1.1.1 Web.config Configurations
Data Base Connection: Authentication method, Server name, etc.
Exceptions Configurations: Exceptions Policies (rules, providers, ..etc).
Logging Configurations: Enabled Flag, Log file location,
Caching Configurations: Enabled Flag, Maximum cache size,
1.1.2 DataBase Configurations
All configurations that might need to change after deployment will be stored in a database table to ease maintenance process. Examples for these are default selected values in some of the drop downs, minimum and maximum limits, etc. These configurations include default number of results per page, maximum number of results returned from a search, etc.
1.2 State Management
HTTP is a stateless protocol, meaning that the Web server treats each HTTP request for a page as an independent request; by default, the server retains no knowledge of variable values used during previous requests. As a result, building Web applications that need to maintain some cross-request state information is very important for every web based application.

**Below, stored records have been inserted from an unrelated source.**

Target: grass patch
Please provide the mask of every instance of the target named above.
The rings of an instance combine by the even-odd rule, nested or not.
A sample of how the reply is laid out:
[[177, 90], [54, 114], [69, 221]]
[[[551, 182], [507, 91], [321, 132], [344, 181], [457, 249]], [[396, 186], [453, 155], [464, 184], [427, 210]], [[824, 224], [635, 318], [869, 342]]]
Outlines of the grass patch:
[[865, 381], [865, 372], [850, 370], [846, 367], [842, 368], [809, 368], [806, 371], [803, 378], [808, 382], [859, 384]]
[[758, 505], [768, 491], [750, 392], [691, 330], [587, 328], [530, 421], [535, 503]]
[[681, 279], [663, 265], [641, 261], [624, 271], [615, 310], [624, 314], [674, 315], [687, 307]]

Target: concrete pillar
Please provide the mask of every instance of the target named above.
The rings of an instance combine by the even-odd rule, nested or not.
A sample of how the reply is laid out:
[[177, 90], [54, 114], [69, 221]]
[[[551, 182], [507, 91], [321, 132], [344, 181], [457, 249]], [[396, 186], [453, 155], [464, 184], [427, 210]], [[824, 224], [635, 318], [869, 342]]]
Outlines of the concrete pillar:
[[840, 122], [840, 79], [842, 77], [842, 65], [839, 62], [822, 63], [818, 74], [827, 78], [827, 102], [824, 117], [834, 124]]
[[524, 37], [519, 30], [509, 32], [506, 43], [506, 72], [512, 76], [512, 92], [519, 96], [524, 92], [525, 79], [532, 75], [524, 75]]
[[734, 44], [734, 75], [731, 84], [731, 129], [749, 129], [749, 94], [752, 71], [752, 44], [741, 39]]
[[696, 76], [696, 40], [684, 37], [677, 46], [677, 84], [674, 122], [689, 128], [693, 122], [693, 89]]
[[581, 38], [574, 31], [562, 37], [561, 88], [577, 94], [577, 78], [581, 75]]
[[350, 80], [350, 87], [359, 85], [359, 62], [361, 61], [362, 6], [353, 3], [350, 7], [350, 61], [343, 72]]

1.2.1 Server Side Approach
Server side state management mechanism stores state of users at server side in servers’ resource such as memory, file or database. So in general, it will consume service side resources. But they are more secure and reliable, plus they produce less network traffic.
1.2.1.1 Application State
Application state stores data within server’s memory, it provides fast access, suitable for small amount of data that is shared between all users and is not updated frequently. It cannot be shared within web farms. It will be reset after web.config is updated. The data stored within application state will be lost if the application restarts or stops.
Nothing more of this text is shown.